Mis à jour le 7 février 2019
Publié le 13/04/2017 à 5:19

L’économie ivoirienne traverse actuellement une crise de sa filière café cacao. Loin de toutes spéculations liées à la particularité de cette crise, volatilisation d’un fonds de compensation dédié, nous allons nous atteler à découvrir des solutions afin de prévenir sinon mieux gérer les soubresauts à venir. Car très souvent, il faut savoir tirer les « fleurs du mal » sinon, sauver les fèves du mal.

Créé le 28 décembre 2011 par l’ordonnance N°2011-481 fixant les règles relatives à la commercialisation du café et du cacao, le Conseil de Régulation, de Stabilisation et Développement de la filière Café-Cacao en abrégé : Conseil du Café-Cacao a été créé dans le but de gérer toutes les activités liées à la gestion de la filière café-cacao. Il s’est vu ainsi assigné trois (03) missions essentielles: une mission de régulation, une mission de stabilisation et une mission de développement.
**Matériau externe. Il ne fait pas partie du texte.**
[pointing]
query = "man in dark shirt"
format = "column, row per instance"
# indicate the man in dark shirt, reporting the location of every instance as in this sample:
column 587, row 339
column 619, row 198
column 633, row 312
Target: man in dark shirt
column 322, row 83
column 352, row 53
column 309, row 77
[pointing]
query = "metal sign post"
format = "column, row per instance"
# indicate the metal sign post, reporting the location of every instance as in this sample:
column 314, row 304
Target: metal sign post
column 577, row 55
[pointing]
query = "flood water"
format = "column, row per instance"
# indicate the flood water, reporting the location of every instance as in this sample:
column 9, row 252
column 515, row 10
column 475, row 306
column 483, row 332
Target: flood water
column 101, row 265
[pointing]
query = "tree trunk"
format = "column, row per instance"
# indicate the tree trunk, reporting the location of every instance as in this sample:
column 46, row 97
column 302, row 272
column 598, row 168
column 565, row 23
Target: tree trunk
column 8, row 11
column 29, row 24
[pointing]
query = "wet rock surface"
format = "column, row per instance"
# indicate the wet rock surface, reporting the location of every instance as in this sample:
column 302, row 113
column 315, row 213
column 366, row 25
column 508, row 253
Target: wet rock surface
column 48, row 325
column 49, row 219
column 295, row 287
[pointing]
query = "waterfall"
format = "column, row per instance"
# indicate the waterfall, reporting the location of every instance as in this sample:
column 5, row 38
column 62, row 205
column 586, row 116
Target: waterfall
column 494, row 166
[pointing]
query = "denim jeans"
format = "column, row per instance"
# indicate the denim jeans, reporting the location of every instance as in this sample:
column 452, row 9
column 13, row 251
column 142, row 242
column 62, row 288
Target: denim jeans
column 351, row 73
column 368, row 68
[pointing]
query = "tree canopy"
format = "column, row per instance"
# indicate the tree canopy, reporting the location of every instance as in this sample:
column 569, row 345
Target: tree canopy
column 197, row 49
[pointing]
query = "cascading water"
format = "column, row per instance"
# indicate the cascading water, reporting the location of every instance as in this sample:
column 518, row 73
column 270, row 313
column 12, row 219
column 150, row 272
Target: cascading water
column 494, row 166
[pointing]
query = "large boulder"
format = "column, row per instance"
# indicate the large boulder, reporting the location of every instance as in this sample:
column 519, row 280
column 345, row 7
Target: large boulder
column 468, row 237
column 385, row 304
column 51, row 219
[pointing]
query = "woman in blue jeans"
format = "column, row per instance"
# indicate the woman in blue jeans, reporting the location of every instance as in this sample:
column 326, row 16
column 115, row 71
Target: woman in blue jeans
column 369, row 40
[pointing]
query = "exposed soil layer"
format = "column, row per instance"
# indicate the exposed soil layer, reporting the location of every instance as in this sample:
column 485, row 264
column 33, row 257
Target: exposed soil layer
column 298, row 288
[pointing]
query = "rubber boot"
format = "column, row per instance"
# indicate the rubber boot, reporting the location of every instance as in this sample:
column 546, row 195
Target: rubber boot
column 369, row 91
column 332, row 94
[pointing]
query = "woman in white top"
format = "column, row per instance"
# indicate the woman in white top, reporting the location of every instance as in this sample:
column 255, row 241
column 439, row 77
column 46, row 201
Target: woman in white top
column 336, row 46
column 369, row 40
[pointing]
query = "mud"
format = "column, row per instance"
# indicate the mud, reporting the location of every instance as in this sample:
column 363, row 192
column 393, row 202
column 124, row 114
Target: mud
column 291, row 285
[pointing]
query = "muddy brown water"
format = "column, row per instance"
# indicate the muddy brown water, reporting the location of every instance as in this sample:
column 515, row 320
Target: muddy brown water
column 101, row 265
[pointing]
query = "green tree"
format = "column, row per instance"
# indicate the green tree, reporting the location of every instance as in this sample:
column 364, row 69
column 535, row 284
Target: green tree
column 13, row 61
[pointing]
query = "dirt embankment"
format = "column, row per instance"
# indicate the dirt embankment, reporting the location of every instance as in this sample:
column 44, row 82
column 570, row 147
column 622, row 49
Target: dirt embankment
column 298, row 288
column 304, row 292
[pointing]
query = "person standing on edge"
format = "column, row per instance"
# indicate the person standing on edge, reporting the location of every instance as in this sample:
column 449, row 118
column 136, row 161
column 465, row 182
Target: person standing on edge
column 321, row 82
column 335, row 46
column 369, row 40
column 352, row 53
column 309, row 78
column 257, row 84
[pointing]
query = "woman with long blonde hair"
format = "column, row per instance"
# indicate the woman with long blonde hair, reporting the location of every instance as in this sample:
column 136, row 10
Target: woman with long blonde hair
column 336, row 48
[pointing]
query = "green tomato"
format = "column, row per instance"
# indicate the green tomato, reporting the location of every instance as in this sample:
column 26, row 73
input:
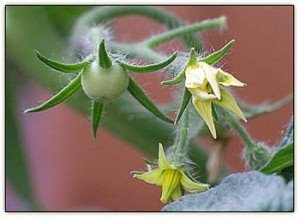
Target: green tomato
column 103, row 84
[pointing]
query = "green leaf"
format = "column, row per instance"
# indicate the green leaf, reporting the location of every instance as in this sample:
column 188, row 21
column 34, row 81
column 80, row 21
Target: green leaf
column 96, row 112
column 185, row 100
column 150, row 67
column 218, row 55
column 249, row 191
column 139, row 94
column 288, row 137
column 144, row 132
column 65, row 68
column 280, row 160
column 104, row 59
column 65, row 93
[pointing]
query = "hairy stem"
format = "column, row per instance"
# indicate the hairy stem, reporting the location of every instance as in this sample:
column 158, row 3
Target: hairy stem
column 181, row 140
column 106, row 13
column 181, row 31
column 239, row 129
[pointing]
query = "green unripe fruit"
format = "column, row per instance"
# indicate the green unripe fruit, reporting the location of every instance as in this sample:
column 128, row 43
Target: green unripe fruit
column 104, row 84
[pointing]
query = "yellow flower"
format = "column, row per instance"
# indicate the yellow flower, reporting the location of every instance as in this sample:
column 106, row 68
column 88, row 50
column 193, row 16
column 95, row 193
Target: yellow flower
column 205, row 84
column 173, row 179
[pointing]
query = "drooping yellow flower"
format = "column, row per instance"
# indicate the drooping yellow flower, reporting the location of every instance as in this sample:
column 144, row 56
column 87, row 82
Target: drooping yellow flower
column 173, row 179
column 205, row 84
A ce titre, le Conseil du Café-Cacao est administré par un Conseil d’Administration composé de douze (12) membres nommés par décret pris en Conseil de Ministre. Le Conseil du Café-Cacao est dirigé par un Directeur Général  assisté de deux (2) Directeurs Généraux Adjoints. Rappelons que la tutelle du Conseil du Café-Cacao est assurée par le Ministère de l’Agriculture au plan technique et par le Ministère de l’Economie et Finances au plan financier. L’axe de résolution est qu’il faut plus d’autonomie, de transparence dans la gestion du Conseil du Café-Cacao ; le gouvernement doit aussi s’atteler a envoyé un signal fort aux marchés financiers.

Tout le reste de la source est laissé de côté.